To the casual observer, it might seem that little in transport has changed over the past decade. The modes people use today to move around the city are still largely the same as they have been for years, with the notable addition of eBikes and eScooters in many cities. Many of the issues faced 10 years ago—congestion, pollution, and long commutes—are also the same. In fact, in many cities (even in rapidly advancing emerging markets) those problems are only worse.
But there’s also a lot that’s improved. A decade ago, Uber was still in its infancy, the on-demand ride-sharing boom was still gathering momentum, and on-demand food and parcel delivery was a long way off. And then there’s the smartphone. Nothing has had more of an impact on mobility in cities everywhere than this pocket-sized information portal, enabled by rapidly growing bandwidth and powered by a tsunami of data: new data, real-time data, open data, crowd-sourced data; all kinds of data that continuously and relentlessly transforms ways of life for citizens, governments, small businesses, and conglomerates.
And the transformation is accelerating, particularly in emerging markets. The next 10 years will bring even more technologically driven change. Developments in Web3 and open data standardisation will bring new business models, widespread application of AI will enable new commuter experiences, and improved data availability in emerging markets will unlock new high-growth regions. Our post-COVID business reality, and our changing climate, will continue to accelerate innovation.

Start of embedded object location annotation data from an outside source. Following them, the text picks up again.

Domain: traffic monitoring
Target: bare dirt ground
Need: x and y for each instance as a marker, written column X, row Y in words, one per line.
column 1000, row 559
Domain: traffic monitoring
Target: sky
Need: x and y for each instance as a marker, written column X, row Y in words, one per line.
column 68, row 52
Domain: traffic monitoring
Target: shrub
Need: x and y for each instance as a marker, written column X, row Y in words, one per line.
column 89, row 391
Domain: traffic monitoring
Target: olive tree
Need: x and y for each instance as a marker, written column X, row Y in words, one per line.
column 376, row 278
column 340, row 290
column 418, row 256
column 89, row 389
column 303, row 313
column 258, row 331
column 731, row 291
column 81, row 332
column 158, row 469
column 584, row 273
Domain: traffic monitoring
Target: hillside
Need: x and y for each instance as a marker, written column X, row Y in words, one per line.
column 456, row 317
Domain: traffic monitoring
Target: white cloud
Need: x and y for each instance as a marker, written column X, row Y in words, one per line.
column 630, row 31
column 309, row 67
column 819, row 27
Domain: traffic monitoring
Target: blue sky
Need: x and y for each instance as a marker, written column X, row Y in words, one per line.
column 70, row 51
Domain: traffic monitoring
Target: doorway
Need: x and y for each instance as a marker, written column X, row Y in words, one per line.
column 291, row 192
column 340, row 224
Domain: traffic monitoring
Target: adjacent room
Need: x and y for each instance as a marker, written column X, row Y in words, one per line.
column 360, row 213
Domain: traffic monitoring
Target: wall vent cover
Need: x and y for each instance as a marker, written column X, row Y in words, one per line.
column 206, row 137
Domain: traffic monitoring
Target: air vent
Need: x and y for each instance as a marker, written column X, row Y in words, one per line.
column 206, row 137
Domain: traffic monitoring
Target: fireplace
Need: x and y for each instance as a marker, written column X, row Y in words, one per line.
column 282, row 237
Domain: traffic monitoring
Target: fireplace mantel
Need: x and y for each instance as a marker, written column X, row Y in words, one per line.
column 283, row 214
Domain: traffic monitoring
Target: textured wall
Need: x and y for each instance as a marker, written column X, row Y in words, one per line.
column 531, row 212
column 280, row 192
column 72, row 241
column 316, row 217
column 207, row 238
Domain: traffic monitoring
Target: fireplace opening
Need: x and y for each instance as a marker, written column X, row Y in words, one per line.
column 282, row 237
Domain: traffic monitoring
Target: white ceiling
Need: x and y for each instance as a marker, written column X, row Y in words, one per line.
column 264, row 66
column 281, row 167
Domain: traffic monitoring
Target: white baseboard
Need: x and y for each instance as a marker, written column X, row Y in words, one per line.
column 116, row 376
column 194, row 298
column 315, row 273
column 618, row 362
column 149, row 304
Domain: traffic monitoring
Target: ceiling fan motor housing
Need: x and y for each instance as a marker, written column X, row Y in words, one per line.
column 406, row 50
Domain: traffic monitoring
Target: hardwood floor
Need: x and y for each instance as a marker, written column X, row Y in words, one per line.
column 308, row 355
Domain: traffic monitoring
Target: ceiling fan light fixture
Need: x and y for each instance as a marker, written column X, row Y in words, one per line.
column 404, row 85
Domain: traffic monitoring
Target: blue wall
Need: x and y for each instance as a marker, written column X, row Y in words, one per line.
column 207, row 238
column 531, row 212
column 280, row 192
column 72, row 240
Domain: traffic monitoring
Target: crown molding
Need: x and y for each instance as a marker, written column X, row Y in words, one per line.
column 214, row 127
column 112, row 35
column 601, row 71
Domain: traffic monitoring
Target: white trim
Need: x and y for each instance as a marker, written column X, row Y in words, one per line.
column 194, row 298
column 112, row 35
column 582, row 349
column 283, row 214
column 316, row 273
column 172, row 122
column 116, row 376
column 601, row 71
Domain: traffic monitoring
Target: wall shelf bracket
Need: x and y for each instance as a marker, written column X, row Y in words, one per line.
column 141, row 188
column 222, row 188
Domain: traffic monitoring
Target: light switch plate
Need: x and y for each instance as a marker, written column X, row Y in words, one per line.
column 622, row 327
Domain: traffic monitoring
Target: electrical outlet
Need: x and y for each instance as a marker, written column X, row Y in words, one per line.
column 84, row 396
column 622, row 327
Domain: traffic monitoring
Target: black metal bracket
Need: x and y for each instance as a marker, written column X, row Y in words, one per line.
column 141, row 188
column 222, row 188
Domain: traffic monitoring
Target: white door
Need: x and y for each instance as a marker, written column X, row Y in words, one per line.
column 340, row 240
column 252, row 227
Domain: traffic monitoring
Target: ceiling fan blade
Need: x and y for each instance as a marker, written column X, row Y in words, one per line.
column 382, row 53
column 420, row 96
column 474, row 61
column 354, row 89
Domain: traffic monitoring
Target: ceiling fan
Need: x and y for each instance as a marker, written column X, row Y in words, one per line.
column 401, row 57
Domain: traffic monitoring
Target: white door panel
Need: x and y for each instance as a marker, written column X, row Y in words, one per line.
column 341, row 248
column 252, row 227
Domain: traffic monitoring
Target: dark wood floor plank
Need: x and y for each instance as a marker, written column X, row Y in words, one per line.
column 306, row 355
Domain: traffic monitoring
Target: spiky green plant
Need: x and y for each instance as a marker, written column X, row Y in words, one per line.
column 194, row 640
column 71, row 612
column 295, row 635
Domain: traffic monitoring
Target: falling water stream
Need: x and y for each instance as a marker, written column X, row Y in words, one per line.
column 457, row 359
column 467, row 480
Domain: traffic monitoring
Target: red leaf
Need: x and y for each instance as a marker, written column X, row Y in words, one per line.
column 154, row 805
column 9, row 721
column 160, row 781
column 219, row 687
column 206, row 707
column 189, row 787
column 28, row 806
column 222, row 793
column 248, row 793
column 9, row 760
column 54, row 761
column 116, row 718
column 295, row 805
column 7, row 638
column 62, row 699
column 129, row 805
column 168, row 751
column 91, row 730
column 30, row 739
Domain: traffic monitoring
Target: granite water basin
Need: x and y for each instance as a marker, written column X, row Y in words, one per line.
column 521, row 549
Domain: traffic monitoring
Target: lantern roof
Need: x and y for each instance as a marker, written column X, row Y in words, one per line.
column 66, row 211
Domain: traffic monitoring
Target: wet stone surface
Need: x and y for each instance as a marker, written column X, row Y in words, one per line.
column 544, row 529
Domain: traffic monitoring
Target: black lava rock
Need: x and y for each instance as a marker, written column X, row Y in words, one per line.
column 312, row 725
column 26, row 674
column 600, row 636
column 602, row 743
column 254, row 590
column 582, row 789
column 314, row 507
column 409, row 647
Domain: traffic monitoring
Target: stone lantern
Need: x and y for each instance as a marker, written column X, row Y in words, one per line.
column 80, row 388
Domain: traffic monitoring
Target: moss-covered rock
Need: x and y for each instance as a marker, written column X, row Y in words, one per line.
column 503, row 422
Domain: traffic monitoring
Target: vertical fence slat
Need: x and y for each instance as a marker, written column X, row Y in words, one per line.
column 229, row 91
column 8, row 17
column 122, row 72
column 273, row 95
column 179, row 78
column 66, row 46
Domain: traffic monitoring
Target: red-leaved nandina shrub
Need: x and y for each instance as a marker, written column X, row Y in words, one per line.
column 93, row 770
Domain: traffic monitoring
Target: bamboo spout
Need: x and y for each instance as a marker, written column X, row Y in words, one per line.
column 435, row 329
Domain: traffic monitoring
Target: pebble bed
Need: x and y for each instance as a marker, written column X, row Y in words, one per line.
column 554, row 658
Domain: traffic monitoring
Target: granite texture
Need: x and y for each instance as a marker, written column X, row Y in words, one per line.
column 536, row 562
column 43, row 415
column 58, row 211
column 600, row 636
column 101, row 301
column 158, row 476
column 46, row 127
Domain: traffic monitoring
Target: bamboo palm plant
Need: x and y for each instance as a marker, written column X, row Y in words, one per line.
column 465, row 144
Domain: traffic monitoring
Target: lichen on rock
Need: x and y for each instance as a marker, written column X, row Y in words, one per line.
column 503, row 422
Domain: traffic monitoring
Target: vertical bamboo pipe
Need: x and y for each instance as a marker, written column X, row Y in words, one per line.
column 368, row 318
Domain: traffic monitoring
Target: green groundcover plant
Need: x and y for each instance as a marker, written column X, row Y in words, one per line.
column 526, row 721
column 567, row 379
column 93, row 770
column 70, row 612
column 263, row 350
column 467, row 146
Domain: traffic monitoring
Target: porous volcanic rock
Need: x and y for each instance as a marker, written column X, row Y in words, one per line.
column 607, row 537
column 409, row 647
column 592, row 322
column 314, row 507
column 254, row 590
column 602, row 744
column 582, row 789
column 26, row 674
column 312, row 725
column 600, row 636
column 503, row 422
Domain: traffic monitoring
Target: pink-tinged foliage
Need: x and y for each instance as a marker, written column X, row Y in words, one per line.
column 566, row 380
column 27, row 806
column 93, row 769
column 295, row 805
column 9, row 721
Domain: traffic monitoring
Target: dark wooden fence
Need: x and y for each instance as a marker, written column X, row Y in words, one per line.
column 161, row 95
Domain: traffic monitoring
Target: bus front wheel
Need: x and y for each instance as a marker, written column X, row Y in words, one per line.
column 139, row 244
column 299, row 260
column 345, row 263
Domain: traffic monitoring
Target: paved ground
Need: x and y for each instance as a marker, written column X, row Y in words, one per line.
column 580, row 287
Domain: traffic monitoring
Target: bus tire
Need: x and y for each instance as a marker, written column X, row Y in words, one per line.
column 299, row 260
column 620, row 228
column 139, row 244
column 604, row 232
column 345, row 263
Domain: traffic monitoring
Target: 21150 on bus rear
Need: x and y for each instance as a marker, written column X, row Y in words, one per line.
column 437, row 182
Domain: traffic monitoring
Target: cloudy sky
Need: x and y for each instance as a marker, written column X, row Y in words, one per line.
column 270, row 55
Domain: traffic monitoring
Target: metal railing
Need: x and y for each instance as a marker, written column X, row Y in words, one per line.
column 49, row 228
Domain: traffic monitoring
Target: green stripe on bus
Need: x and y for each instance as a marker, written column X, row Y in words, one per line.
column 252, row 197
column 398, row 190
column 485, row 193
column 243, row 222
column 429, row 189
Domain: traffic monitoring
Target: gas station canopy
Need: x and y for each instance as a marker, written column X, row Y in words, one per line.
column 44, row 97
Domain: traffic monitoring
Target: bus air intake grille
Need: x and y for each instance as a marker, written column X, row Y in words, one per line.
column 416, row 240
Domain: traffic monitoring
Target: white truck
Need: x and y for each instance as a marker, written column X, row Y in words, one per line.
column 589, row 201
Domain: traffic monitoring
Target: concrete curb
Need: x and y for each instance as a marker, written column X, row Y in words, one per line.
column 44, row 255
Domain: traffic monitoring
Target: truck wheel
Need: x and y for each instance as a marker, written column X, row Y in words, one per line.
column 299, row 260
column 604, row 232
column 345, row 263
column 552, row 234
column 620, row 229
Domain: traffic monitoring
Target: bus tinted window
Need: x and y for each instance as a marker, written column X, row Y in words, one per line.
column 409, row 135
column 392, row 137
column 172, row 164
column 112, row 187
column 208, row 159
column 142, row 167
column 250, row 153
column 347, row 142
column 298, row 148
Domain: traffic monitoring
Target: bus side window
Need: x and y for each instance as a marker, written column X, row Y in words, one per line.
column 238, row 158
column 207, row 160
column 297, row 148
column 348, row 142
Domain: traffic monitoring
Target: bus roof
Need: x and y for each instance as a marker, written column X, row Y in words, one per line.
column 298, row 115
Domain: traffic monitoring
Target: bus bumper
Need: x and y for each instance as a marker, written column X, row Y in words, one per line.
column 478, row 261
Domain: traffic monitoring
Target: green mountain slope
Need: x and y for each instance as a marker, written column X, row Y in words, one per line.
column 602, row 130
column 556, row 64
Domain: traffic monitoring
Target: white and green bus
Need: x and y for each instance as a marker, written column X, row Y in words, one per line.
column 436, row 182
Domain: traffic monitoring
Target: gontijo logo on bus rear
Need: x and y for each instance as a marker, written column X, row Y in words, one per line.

Advancements will impact cities in emerging markets and the developed world alike. After all, wherever you are in the world, the principle remains the same: people and economies need mobility. That could be someone commuting to work, or someone making a delivery. Whatever the background, the movement of something is common across developed and emerging markets. This means there are things we can learn from both markets.
Of course, it’s difficult to predict exactly what will change in the future: a look back at any predictions from 10 or 20 years ago would undoubtedly reveal a mix of some things that came true and some that didn’t. To paraphrase Bill Gates, we often overestimate what we can achieve in a year, but woefully underestimate what will change in a decade. That said, these exercises still have value, and a look back at the past decade can give us a reasonable idea of how technology will impact movement, place, and growth in emerging markets over the next 10 years. More importantly, we can get a feeling for what the future might look like if all the stakeholders involved work together.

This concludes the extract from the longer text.